Ask anyone that’s ever been involved in the publishing industry – publishers, editors, booksellers, writers – in any country and they will all tell you how difficult the times are nowadays. This has held true in every country and city I’ve ever been to, including Hay-on-wye, where a lady in a bookshop shook her head sadly and said there used to be many more bookshop there. But not anyway. She didn’t think there were more than 25 now.
There’s not quite 25 bookshops in the area close to the hotel, but it’s not that far off. I’ve counted some five just in the immediate area around it. Most of them are part of chains, of course: “There used to be many more independent bookshops, but they are all closing nowaday”, said a third person.
No bookshop in Santos can compete with The Bookseller’s.
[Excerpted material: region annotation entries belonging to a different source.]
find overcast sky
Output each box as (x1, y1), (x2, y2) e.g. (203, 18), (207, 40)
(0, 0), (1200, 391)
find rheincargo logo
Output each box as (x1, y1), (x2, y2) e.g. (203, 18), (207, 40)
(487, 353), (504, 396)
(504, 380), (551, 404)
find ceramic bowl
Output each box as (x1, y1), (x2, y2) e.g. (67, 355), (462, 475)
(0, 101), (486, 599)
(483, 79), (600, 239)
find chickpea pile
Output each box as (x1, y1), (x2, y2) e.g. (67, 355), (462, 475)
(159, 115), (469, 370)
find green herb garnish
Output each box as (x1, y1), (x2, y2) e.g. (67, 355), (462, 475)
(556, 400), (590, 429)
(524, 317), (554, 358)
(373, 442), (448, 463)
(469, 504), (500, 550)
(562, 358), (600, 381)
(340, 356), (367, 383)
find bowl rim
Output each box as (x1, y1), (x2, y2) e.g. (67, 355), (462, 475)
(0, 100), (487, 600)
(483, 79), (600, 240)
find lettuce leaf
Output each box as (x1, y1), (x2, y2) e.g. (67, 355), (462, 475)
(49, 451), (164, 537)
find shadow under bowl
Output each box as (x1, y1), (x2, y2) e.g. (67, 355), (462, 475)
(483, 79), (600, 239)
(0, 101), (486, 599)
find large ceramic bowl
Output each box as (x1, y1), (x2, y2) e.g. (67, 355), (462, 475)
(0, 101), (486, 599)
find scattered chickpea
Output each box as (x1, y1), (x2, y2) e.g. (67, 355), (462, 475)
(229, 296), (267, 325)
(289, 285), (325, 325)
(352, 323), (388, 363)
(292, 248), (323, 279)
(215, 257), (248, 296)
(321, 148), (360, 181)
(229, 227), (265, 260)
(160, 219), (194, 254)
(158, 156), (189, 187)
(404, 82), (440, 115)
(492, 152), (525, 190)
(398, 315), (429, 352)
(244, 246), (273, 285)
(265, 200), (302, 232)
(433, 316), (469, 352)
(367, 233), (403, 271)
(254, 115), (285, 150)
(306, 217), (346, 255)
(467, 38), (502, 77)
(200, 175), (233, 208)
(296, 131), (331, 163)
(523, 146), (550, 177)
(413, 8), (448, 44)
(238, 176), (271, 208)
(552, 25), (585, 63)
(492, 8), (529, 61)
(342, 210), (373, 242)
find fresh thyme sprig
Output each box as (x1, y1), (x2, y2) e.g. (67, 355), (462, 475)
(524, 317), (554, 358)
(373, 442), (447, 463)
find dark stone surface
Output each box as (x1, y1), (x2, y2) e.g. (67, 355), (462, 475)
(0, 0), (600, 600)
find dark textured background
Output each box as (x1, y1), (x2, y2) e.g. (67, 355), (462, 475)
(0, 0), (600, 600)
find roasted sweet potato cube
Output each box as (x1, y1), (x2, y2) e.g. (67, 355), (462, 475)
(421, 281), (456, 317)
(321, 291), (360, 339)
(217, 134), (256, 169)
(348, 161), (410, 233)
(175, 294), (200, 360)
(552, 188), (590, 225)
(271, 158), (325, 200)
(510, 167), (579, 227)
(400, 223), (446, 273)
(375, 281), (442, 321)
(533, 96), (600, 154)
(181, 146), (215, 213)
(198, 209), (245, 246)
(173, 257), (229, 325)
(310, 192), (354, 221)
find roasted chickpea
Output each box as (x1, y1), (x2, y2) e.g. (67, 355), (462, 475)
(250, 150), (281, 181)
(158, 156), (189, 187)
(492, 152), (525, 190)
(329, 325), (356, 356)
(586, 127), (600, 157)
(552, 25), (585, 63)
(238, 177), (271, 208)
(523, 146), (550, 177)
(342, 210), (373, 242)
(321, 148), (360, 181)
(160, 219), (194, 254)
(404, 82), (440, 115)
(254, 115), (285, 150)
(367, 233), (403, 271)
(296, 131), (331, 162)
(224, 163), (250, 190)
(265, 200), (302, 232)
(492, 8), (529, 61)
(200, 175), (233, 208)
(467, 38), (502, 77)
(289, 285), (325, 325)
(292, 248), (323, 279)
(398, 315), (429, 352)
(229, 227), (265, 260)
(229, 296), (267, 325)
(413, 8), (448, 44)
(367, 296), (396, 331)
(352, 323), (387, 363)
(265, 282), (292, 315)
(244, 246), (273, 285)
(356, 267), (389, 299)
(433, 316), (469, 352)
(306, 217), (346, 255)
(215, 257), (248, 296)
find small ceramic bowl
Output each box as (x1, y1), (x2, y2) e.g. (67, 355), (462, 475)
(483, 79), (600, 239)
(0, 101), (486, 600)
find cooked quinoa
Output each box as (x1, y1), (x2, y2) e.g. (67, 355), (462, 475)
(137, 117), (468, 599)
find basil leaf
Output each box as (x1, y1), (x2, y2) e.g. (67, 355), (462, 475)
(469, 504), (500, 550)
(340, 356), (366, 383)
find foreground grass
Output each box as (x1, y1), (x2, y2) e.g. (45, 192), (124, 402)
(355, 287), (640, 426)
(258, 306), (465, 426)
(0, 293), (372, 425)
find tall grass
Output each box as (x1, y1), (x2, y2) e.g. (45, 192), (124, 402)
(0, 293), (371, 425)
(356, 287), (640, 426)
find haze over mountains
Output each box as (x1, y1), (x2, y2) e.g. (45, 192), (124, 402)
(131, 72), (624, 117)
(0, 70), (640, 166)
This Saturday he had organized a little celebration at the bookshop after the events of the day had ended. The doors were open towards the warm evening outside, people were having a beer out on the streets, and a man with a guitar and a woman with a violin were playing inside. And everyone was of course surrounded by books. I even got to go backstage. I miss being allowed into storerooms now that I no longer work in a bookshop. Isn’t it an amazing view?